24. Based on the above, the appeal is not merited. I dismiss it. The issue of costs is governed by Section 27 of the Civil Procedure Act, which provides as follows:(1)Subject to such conditions and limitations as may be prescribed, and to the provisions of any law for the time being in force, the costs of and incidental to all suits shall be in the discretion of the court or judge, and the court or judge shall have full power to determine by whom and out of what property and to what extent such costs are to be paid, and to give all necessary directions for the purposes aforesaid; and the fact that the court or judge has no jurisdiction to try the suit shall be no bar to the exercise of those powers: Provided that the costs of any action, cause or other matter or issue shall follow the event unless the court or judge shall for good reason otherwise order.(2)The court or judge may give interest on costs at any rate not exceeding fourteen per cent per annum, and such interest shall be added to the costs and shall be recoverable as such.

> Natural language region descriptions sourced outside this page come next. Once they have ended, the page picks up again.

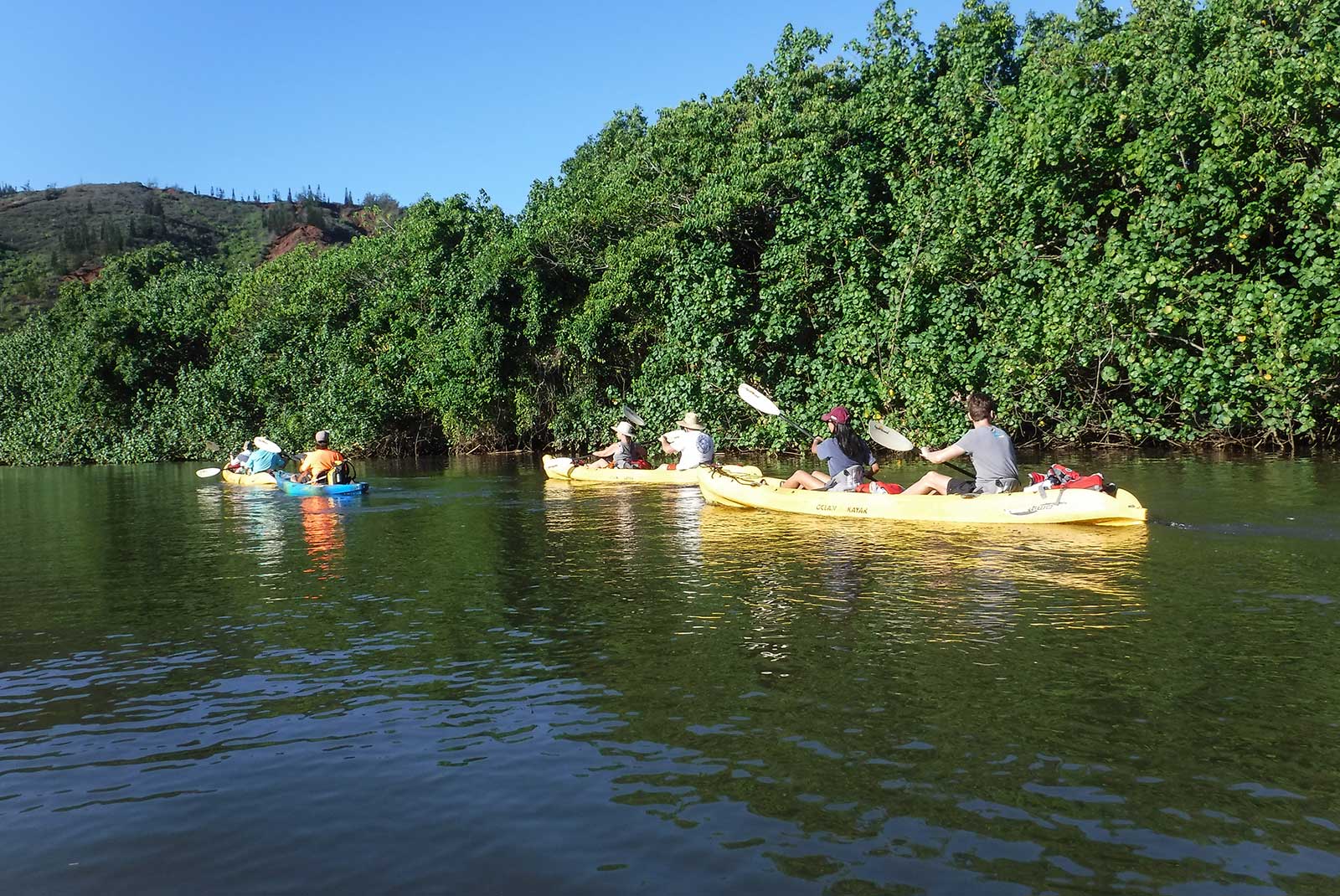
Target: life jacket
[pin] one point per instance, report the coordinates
(1063, 477)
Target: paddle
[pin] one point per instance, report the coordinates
(209, 471)
(764, 404)
(895, 441)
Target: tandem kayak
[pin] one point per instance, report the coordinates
(292, 487)
(567, 469)
(737, 487)
(261, 480)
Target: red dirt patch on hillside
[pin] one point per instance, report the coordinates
(294, 239)
(86, 272)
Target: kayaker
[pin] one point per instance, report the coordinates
(623, 453)
(848, 456)
(238, 462)
(263, 461)
(690, 442)
(989, 448)
(321, 461)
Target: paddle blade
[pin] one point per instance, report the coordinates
(265, 445)
(891, 440)
(757, 401)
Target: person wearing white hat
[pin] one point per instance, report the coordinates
(690, 442)
(623, 451)
(321, 462)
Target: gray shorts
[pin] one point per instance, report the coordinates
(982, 487)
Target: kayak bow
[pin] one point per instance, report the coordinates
(737, 487)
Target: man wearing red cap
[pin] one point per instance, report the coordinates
(846, 453)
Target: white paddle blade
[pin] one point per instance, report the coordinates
(757, 401)
(891, 440)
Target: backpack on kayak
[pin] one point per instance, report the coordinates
(341, 474)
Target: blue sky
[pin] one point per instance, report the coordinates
(405, 98)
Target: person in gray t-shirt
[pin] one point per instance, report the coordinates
(991, 449)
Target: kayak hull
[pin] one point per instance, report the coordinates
(564, 469)
(292, 487)
(259, 480)
(736, 487)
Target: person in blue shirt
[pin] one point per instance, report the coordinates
(263, 461)
(846, 453)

25. The Supreme Court set forth guiding principles applicable in the exercise of that discretion in the case of Jasbir Singh Rai & 3 others v. Tarlochan Singh Rai & 4 others, SC Petition No. 4 of 2012 [2014] eKLR, as follows: -(18)It emerges that the award of costs would normally be guided by the principle that “costs follow the event”: the effect being that the party who calls forth the event by instituting suit, will bear the costs if the suit fails; but if this party shows legitimate occasion, by successful suit, then the defendant or respondent will bear the costs. However, the vital factor in setting the preference is the judiciously-exercised discretion of the Court, accommodating the special circumstances of the case, while being guided by ends of justice. The claims of the public interest will be a relevant factor, in the exercise of such discretion, as will also be the motivations and conduct of the parties, before, during, and subsequent to the actual process of litigation…. Although there is eminent good sense in the basic rule of costs– that costs follow the event – it is not an invariable rule and, indeed, the ultimate factor on award or non-award of costs is the judicial discretion. It follows, therefore, that costs do not, in law, constitute an unchanging consequence of legal proceedings – a position well illustrated by the considered opinions of this Court in other cases.

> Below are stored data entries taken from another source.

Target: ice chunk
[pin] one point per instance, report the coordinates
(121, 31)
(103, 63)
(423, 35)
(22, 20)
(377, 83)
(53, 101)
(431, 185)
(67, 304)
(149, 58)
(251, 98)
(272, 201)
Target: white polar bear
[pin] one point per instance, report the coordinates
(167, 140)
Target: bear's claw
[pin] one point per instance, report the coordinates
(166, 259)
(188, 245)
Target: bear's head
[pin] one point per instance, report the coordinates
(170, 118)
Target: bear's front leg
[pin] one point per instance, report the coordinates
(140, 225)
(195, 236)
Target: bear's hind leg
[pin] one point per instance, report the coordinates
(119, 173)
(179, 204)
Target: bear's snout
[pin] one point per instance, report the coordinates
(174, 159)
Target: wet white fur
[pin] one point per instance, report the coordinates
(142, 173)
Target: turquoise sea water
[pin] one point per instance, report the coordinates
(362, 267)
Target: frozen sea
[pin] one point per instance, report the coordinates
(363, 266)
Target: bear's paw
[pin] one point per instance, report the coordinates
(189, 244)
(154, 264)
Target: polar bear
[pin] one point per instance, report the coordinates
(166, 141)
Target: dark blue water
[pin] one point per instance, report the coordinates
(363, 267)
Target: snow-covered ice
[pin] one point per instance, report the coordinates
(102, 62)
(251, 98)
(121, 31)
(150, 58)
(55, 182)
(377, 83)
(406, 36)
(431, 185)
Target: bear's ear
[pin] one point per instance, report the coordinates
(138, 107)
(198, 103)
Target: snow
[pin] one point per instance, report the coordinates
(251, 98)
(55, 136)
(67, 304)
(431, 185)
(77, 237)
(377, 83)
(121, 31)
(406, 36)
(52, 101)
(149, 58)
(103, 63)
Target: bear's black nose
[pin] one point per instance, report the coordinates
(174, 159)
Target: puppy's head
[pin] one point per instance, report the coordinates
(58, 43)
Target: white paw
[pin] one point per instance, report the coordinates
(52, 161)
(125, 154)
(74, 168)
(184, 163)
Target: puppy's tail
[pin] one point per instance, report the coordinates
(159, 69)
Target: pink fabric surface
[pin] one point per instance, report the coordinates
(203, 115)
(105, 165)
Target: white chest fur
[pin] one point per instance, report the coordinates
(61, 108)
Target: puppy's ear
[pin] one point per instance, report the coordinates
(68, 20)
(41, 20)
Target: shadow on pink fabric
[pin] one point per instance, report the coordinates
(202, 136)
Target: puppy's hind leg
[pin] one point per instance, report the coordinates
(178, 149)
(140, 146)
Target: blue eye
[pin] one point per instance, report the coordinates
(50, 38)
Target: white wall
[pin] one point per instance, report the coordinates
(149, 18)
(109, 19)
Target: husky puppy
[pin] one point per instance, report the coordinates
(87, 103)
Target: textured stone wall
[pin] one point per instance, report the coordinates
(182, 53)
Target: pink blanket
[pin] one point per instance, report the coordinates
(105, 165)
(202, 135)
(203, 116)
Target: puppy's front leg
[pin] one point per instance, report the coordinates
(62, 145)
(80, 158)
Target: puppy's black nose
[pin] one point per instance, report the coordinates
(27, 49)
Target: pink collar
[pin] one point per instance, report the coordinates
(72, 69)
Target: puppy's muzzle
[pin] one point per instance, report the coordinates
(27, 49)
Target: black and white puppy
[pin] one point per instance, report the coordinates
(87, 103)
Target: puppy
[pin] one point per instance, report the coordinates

26. The Court of Appeal in the case of Farah Awad Gullet v CMC Motors Group Limited [2018] KECA 158 (KLR) had this to say:“It is our finding that the position in law is that costs are at the discretion of the court seized up of the matter with the usual caveat being that such discretion should be exercised judiciously meaning without caprice or whim and on sound reasoning secondly that a court can only withhold costs either partially or wholly from a successful party for good cause to be shown.
27. Costs follow the event. In this case, the event is dismissal of the appeal. The appeal is dismissed with costs to the Respondent.

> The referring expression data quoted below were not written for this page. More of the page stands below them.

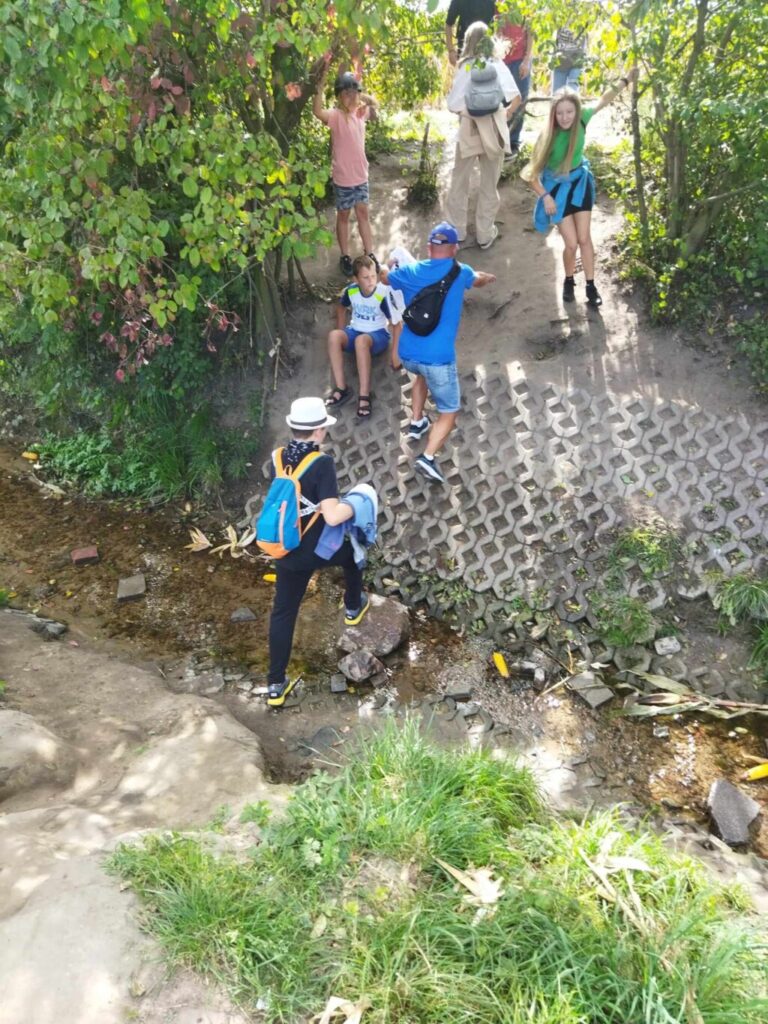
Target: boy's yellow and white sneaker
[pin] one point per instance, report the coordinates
(353, 616)
(276, 694)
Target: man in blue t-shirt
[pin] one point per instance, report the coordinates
(432, 357)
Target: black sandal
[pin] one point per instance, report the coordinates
(338, 396)
(593, 296)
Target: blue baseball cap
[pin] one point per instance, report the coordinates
(443, 235)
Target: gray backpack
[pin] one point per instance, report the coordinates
(484, 94)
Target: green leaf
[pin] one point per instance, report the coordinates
(663, 682)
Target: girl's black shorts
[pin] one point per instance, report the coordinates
(570, 207)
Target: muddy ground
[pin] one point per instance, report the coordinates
(581, 756)
(520, 323)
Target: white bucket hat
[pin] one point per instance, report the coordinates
(309, 414)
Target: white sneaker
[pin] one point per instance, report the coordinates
(418, 429)
(429, 468)
(488, 244)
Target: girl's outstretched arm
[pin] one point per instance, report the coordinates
(610, 94)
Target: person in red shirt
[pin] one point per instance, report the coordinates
(518, 58)
(348, 161)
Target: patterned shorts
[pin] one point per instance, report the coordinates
(349, 196)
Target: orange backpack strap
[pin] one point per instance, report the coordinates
(296, 474)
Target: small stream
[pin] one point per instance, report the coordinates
(662, 766)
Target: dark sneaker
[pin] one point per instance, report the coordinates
(593, 296)
(352, 616)
(429, 468)
(492, 240)
(275, 694)
(418, 429)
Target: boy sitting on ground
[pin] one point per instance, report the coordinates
(367, 334)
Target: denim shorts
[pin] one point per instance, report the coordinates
(380, 340)
(442, 381)
(349, 196)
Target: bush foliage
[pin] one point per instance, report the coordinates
(161, 169)
(348, 895)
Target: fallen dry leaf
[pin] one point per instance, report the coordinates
(200, 541)
(235, 545)
(336, 1007)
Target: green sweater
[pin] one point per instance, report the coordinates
(560, 145)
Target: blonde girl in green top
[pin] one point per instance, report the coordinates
(562, 180)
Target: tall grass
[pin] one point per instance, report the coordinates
(344, 896)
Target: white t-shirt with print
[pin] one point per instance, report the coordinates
(370, 312)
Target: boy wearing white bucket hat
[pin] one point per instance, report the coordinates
(309, 421)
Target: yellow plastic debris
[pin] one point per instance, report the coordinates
(501, 665)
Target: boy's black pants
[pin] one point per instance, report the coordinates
(290, 589)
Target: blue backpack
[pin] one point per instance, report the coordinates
(279, 527)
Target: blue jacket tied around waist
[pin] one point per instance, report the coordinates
(581, 177)
(360, 528)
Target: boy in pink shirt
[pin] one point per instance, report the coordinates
(348, 162)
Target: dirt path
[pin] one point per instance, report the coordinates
(615, 351)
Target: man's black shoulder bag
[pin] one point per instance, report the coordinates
(423, 312)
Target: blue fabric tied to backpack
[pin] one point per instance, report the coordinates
(581, 177)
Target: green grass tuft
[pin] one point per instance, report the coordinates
(344, 896)
(654, 550)
(741, 597)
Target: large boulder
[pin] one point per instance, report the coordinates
(31, 755)
(732, 812)
(383, 630)
(359, 666)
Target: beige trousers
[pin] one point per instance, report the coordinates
(457, 200)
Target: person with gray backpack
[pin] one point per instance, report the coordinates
(484, 96)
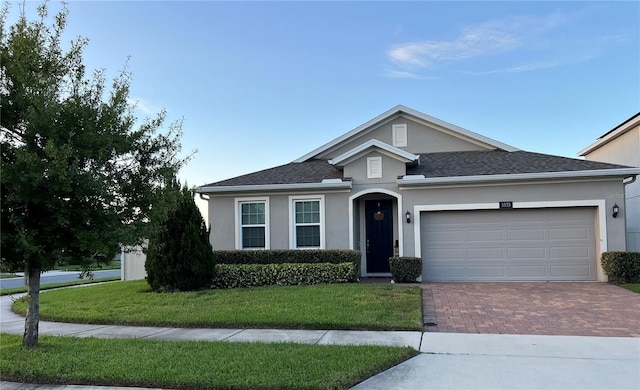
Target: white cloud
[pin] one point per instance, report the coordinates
(475, 41)
(399, 74)
(144, 106)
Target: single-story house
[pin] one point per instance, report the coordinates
(621, 145)
(408, 184)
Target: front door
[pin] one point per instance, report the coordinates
(379, 234)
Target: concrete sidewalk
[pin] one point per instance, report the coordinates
(447, 361)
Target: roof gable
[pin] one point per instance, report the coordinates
(612, 134)
(411, 114)
(370, 145)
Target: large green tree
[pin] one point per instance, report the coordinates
(79, 175)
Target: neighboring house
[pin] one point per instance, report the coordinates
(408, 184)
(621, 145)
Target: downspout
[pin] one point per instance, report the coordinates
(626, 221)
(633, 179)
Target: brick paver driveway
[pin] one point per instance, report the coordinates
(545, 308)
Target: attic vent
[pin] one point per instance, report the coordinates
(399, 135)
(374, 167)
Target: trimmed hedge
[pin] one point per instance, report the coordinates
(622, 266)
(286, 274)
(282, 256)
(405, 269)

Determination 28. In the upshot, I make the following orders:-i.The appeal is dismissed with costs to the Respondent.ii.File is closed.
DELIVERED, DATED and SIGNED AT NYERI ON THIS 7TH DAY OF MARCH, 2025. JUDGMENT DELIVERED THROUGH MICROSOFT TEAMS ONLINE PLATFORM.KIZITO MAGAREJUDGEIn the presence of: -Appellant in personNo appearance for the RespondentCourt Assistant – MichaelM. D. KIZITO, J.